Fully Convolutional Networks for Semantic Segmentation by Jonathan Long*, Evan Shelhamer*, and Trevor Darrell. CVPR 2015 and PAMI 2016.

Overview

Fully Convolutional Networks for Semantic Segmentation

This is the reference implementation of the models and code for the fully convolutional networks (FCNs) in the PAMI FCN and CVPR FCN papers:

Fully Convolutional Models for Semantic Segmentation
Evan Shelhamer*, Jonathan Long*, Trevor Darrell
PAMI 2016
arXiv:1605.06211

Fully Convolutional Models for Semantic Segmentation
Jonathan Long*, Evan Shelhamer*, Trevor Darrell
CVPR 2015
arXiv:1411.4038

Note that this is a work in progress and the final, reference version is coming soon. Please ask Caffe and FCN usage questions on the caffe-users mailing list.

Refer to these slides for a summary of the approach.

These models are compatible with BVLC/caffe:master. Compatibility has held since [email protected] with the merge of PRs #3613 and #3570. The code and models here are available under the same license as Caffe (BSD-2) and the Caffe-bundled models (that is, unrestricted use; see the BVLC model license).

PASCAL VOC models: trained online with high momentum for a ~5 point boost in mean intersection-over-union over the original models. These models are trained using extra data from Hariharan et al., but excluding SBD val. FCN-32s is fine-tuned from the ILSVRC-trained VGG-16 model, and the finer strides are then fine-tuned in turn. The "at-once" FCN-8s is fine-tuned from VGG-16 all-at-once by scaling the skip connections to better condition optimization.

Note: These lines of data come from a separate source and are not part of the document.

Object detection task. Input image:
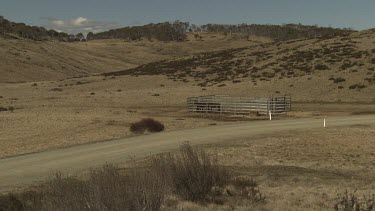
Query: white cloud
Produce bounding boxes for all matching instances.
[45,17,120,34]
[51,20,65,27]
[71,17,89,26]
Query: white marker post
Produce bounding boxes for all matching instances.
[268,110,272,121]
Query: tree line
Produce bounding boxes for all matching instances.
[0,16,353,41]
[0,16,85,42]
[87,21,190,41]
[87,21,354,41]
[194,24,353,41]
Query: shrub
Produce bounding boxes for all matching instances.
[334,191,375,211]
[231,177,266,203]
[130,118,165,134]
[315,64,328,70]
[0,143,265,210]
[156,143,228,202]
[49,88,63,92]
[8,164,166,210]
[333,78,346,83]
[0,194,25,211]
[349,84,366,89]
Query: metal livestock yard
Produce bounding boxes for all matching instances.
[187,95,291,115]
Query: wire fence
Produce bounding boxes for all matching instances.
[187,95,291,115]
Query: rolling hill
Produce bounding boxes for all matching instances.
[104,30,375,102]
[0,33,269,82]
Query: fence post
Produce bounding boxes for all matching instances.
[269,110,272,121]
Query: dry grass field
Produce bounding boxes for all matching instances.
[0,28,375,210]
[155,125,375,210]
[0,72,375,157]
[0,33,269,83]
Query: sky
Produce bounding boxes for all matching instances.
[0,0,375,33]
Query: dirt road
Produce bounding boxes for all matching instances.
[0,115,375,191]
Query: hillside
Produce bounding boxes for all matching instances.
[87,21,354,41]
[0,33,268,82]
[104,31,375,102]
[0,16,69,41]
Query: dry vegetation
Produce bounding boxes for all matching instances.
[0,125,375,211]
[0,144,265,211]
[105,31,375,101]
[0,33,268,83]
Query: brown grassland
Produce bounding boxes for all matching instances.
[0,28,375,210]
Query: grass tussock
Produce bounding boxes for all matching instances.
[130,118,165,134]
[0,143,268,211]
[334,191,375,211]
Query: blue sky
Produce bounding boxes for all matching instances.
[0,0,375,33]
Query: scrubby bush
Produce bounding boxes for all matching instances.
[156,143,229,202]
[315,64,328,70]
[0,143,265,211]
[334,191,375,211]
[0,194,25,211]
[130,118,165,134]
[231,177,266,203]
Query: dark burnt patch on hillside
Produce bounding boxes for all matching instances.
[104,33,375,89]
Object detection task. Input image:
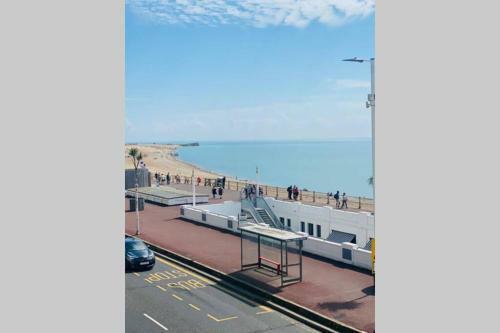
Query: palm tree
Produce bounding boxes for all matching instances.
[128,148,142,235]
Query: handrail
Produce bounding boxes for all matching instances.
[256,197,285,229]
[241,199,265,223]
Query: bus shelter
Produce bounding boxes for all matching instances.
[238,224,307,287]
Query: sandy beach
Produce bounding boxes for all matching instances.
[124,144,230,179]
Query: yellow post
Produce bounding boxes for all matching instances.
[372,238,375,274]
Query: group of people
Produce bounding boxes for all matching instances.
[155,172,206,186]
[327,191,349,209]
[242,184,264,199]
[212,186,224,199]
[155,172,171,186]
[286,185,299,201]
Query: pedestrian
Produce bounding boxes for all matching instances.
[292,185,299,201]
[333,191,340,208]
[340,192,349,209]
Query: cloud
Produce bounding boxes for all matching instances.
[125,117,134,131]
[127,0,375,28]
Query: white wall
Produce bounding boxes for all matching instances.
[265,197,375,247]
[302,237,372,270]
[181,205,238,232]
[192,201,241,218]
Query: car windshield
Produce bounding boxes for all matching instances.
[125,242,147,251]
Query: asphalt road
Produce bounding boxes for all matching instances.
[125,256,318,333]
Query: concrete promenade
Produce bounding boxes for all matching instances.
[125,195,375,332]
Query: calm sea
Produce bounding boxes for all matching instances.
[178,140,373,198]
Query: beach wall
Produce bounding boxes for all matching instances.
[180,201,371,269]
[264,197,375,247]
[180,201,239,232]
[189,201,241,218]
[125,168,151,190]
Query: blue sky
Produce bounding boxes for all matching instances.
[125,0,375,142]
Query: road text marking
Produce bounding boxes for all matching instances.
[144,313,168,331]
[207,313,238,323]
[189,303,201,311]
[156,258,214,284]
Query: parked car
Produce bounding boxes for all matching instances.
[125,237,156,270]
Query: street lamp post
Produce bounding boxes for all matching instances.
[342,57,375,192]
[191,169,196,207]
[342,57,375,274]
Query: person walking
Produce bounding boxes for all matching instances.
[333,191,340,208]
[292,185,299,201]
[340,192,349,209]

  • FCN-32s PASCAL: single stream, 32 pixel prediction stride net, scoring 63.6 mIU on seg11valid
  • FCN-16s PASCAL: two stream, 16 pixel prediction stride net, scoring 65.0 mIU on seg11valid
  • FCN-8s PASCAL: three stream, 8 pixel prediction stride net, scoring 65.5 mIU on seg11valid and 67.2 mIU on seg12test
  • FCN-8s PASCAL at-once: all-at-once, three stream, 8 pixel prediction stride net, scoring 65.4 mIU on seg11valid

FCN-AlexNet PASCAL: AlexNet (CaffeNet) architecture, single stream, 32 pixel prediction stride net, scoring 48.0 mIU on seg11valid. Unlike the FCN-32/16/8s models, this network is trained with gradient accumulation, normalized loss, and standard momentum. (Note: when both FCN-32s/FCN-VGG16 and FCN-AlexNet are trained in this same way FCN-VGG16 is far better; see Table 1 of the paper.)

To reproduce the validation scores, use the seg11valid split defined by the paper in footnote 7. Since SBD train and PASCAL VOC 2011 segval intersect, we only evaluate on the non-intersecting set for validation purposes.

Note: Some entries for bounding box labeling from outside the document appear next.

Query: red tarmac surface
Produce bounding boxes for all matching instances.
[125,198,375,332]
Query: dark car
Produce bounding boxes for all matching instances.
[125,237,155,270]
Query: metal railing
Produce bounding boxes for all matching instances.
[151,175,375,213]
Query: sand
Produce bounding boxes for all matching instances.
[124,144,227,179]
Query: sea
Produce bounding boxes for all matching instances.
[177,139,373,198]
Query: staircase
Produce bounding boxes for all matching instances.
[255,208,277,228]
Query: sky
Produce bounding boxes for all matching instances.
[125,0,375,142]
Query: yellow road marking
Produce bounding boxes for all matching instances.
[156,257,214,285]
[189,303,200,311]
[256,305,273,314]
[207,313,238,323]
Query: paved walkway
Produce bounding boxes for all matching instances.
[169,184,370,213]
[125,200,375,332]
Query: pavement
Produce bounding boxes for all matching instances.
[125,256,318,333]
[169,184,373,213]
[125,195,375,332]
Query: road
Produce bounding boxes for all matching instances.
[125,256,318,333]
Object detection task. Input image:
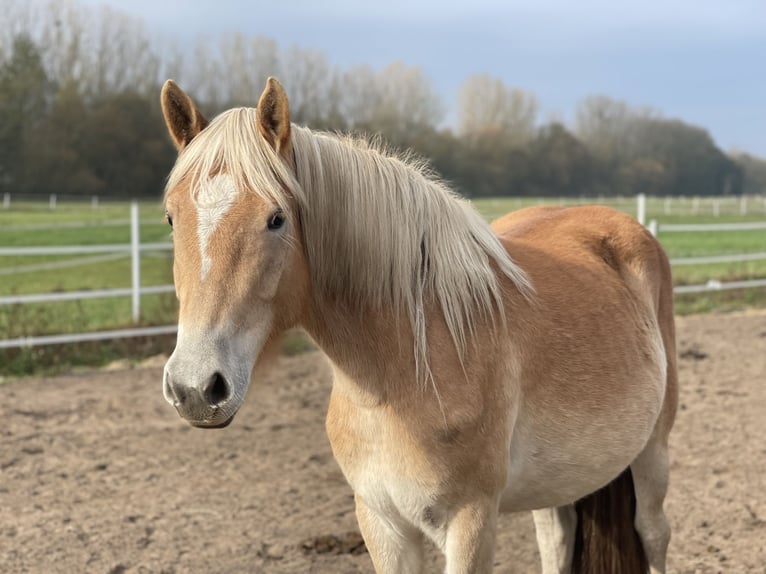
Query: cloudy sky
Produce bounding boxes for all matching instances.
[85,0,766,157]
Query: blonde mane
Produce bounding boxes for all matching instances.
[166,108,532,380]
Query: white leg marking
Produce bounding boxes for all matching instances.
[195,174,237,281]
[630,439,670,574]
[532,504,577,574]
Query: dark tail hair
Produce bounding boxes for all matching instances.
[572,467,649,574]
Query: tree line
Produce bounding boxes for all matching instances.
[0,0,766,197]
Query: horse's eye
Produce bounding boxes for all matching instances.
[266,209,285,231]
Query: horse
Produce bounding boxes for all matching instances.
[161,78,678,574]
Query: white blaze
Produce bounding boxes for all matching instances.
[196,174,237,280]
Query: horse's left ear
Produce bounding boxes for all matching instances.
[258,78,292,162]
[160,80,208,152]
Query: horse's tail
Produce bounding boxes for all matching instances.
[572,468,649,574]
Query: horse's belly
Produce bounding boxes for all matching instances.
[501,376,664,512]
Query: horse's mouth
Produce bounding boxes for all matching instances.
[189,415,234,429]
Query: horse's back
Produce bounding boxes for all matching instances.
[492,206,675,509]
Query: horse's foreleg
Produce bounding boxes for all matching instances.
[532,504,577,574]
[446,500,498,574]
[630,437,670,574]
[355,496,423,574]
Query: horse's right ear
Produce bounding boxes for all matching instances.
[160,80,209,151]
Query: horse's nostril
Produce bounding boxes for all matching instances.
[205,372,231,406]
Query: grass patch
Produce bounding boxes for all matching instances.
[0,197,766,376]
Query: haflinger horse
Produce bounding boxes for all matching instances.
[161,78,678,574]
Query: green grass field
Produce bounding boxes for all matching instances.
[0,198,766,373]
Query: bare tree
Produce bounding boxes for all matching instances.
[458,74,538,147]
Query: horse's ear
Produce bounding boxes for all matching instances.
[160,80,209,151]
[258,78,292,161]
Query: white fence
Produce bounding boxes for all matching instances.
[0,195,766,349]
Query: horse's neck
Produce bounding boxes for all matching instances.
[303,302,416,395]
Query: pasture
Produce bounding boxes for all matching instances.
[0,199,766,574]
[0,311,766,574]
[0,198,766,346]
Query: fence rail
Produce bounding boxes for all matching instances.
[0,196,766,349]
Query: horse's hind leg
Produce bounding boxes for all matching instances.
[630,433,670,574]
[532,504,577,574]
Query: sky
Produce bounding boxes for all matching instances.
[84,0,766,157]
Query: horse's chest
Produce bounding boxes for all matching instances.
[327,393,438,522]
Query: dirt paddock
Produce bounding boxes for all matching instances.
[0,312,766,574]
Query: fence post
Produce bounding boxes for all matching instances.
[636,193,646,225]
[130,201,141,323]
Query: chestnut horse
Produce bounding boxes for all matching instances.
[162,79,678,574]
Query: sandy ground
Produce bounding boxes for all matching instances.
[0,313,766,574]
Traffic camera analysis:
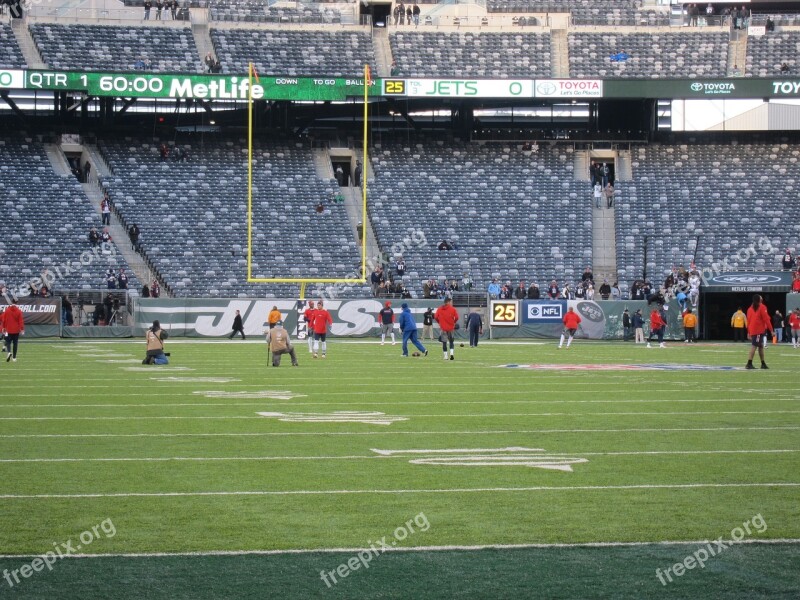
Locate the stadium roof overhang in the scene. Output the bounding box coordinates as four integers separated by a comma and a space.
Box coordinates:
703, 271, 792, 294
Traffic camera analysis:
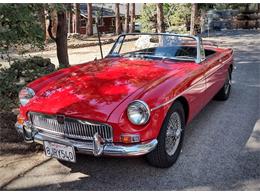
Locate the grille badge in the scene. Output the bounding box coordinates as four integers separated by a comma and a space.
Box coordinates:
56, 115, 65, 124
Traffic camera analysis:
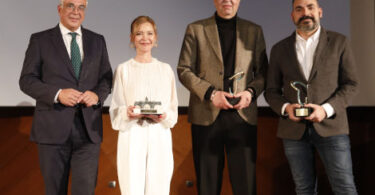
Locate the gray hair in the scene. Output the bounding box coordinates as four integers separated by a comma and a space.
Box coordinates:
294, 0, 320, 6
60, 0, 89, 6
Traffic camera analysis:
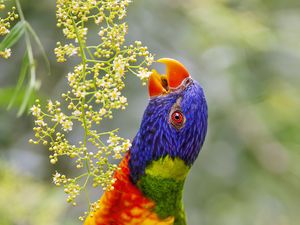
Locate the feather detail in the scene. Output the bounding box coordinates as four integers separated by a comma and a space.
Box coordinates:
84, 154, 174, 225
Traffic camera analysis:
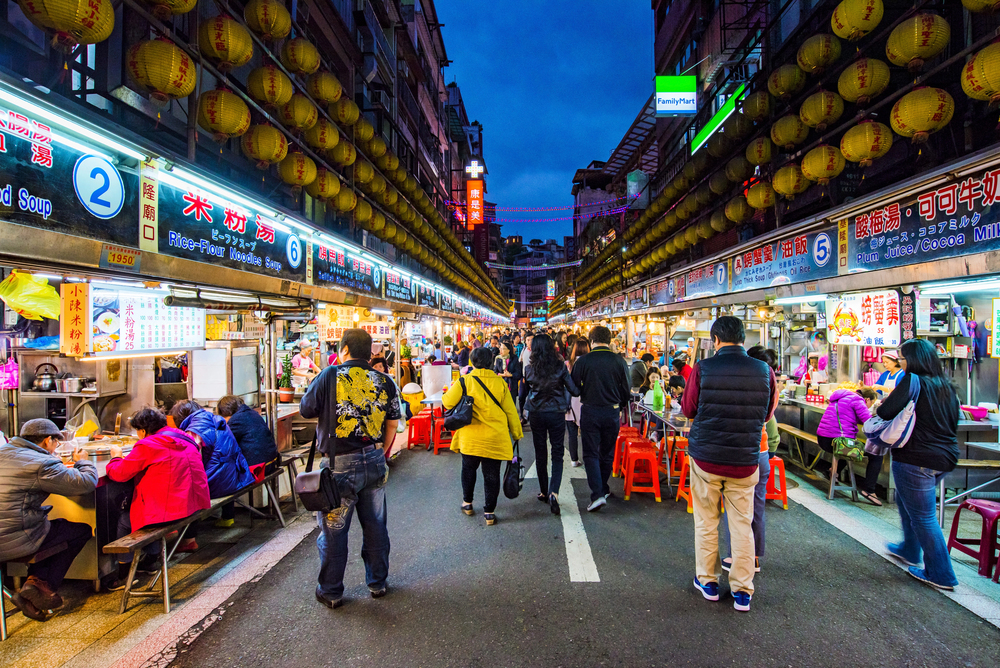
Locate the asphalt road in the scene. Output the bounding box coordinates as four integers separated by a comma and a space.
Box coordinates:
172, 436, 1000, 668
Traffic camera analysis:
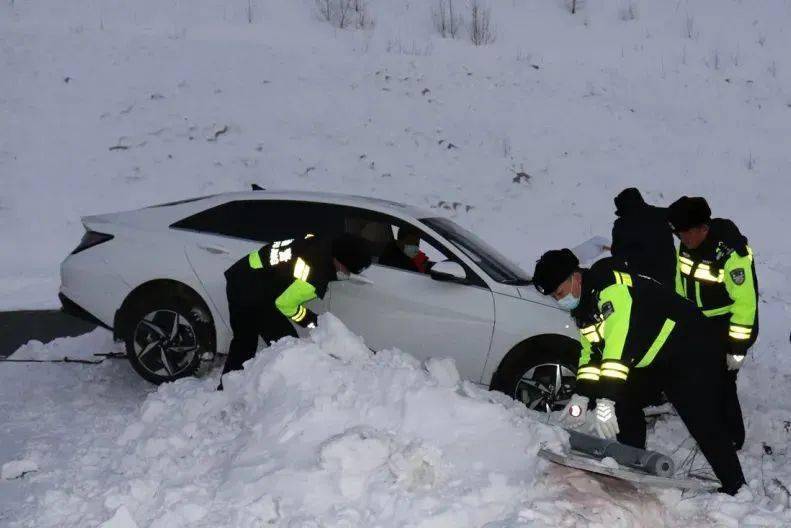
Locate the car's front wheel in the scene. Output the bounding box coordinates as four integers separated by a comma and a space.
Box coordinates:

NYUDv2 models: trained online with high momentum on color, depth, and HHA features (from Gupta et al. https://github.com/s-gupta/rcnn-depth). These models demonstrate FCNs for multi-modal input.

SIFT Flow models: trained online with high momentum for joint semantic class and geometric class segmentation. These models demonstrate FCNs for multi-task output.

Note: in this release, the evaluation of the semantic classes is not quite right at the moment due to an issue with missing classes. This will be corrected soon. The evaluation of the geometric classes is fine.

PASCAL-Context models: trained online with high momentum on an object and scene labeling of PASCAL VOC.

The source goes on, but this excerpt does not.